All four of them. With modest differences. The difference in width between Δ0 and Δ++ is estimated from 5 to 9 MeV.
Why?
Δ+ and Δ0 resonances have two options to decay.
Δ+→p+π0
Δ+→n+π+
and correspondingly
Δ0→p+π-
Δ0→n+π0
In contrast, Δ++ and Δ- have only one option each:
Δ++→p+π+
Δ-→n+π-
So, from pure consideration of statistics/phase space, shouldn't Δ++ and Δ- live twice as long as Δ0 and Δ+, with widths of 50...60 MeV range?

2. Feb 3, 2017

### Orodruin

Staff Emeritus
You are implicitly assuming that Δ+→p+π0 should have the same decay rate as Δ++→p+π+. This is not the case.

You can understand this better from a symmetry point of view. In each case you have a state in an isospin 3/2 representation decaying and so this symmetrises the final state isospin. The Δs decay into a particular isospin combination in the final state, it is just that in the case of the ++ and -, this state is a set of physical states while in the + and 0, the state is a linear combination of the physical states and so when you project out the physical states, each channel obtains a factor of 1/2.

3. Feb 3, 2017

### Orodruin

Staff Emeritus
Just to put some more detail into it.

The $\Delta$ baryons form an isospin quadruplet, meaning you can transform the $\Delta$ baryons into each other using isospin transformations. At the same time, protons and neutrons form an isospin doublet $N$ while the pions form an isospin triplet $\pi$. Having a final state containing an $N$ and a $\pi$, you can have the (strong) decay $\Delta \to N + \pi$ only if isospin is conserved. The representations in the final state are of the form $2\otimes 3 = 4 \oplus 2$, where the 4-representation occurs when the isospins are parallel and the 2-represenation occurs when the isospins are anti-parallel. Due to isospin conservation, only the decay into the 4-state is allowed. The (normalised) state in the 4-representation with a third component of 1/2 is given by $(\sqrt 2 (1/2)(0) + (-1/2)(1))/\sqrt 3$. As you can see, this is a state that is a linear combination of $p+\pi^0$ ((1/2)(0)) and $n+\pi^0$ ((-1/2)(1)).

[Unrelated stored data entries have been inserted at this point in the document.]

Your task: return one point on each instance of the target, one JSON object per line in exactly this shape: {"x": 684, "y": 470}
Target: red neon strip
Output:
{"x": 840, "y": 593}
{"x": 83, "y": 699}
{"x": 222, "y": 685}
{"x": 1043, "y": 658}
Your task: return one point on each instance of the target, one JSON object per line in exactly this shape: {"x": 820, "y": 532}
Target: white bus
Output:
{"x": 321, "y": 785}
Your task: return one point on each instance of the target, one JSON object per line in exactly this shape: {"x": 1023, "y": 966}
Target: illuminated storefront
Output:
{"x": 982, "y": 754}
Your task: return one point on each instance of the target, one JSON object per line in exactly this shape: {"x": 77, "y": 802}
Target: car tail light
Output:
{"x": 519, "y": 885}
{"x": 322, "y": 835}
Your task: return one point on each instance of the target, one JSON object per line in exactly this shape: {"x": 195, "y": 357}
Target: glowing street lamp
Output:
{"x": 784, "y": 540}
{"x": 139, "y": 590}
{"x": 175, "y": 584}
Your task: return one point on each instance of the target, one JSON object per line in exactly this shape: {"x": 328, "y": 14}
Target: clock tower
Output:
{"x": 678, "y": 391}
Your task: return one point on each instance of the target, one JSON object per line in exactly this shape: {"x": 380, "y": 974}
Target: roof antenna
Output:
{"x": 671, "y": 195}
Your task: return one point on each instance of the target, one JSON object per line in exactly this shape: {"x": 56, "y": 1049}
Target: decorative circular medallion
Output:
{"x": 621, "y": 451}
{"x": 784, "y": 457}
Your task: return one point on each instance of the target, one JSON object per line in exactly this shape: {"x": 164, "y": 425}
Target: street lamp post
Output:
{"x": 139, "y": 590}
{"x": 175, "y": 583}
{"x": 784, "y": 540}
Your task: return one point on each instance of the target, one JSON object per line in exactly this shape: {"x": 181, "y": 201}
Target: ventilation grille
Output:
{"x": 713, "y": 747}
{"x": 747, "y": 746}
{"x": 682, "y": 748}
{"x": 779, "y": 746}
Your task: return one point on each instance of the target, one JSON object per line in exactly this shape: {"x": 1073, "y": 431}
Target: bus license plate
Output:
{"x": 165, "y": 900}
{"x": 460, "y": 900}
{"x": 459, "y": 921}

Let me also correct myself, the branching ratios of both channels are not the same. The branching ratio of $\Delta^+$ into $p+\pi^0$ should be twice as large as that into $n+\pi^+$ based on these symmetry arguments. The $p+\pi^0$ partial width is therefore 2/3 of the $\Delta^{++} \to p + \pi^+$ width and the $n+\pi^+$ is 1/3.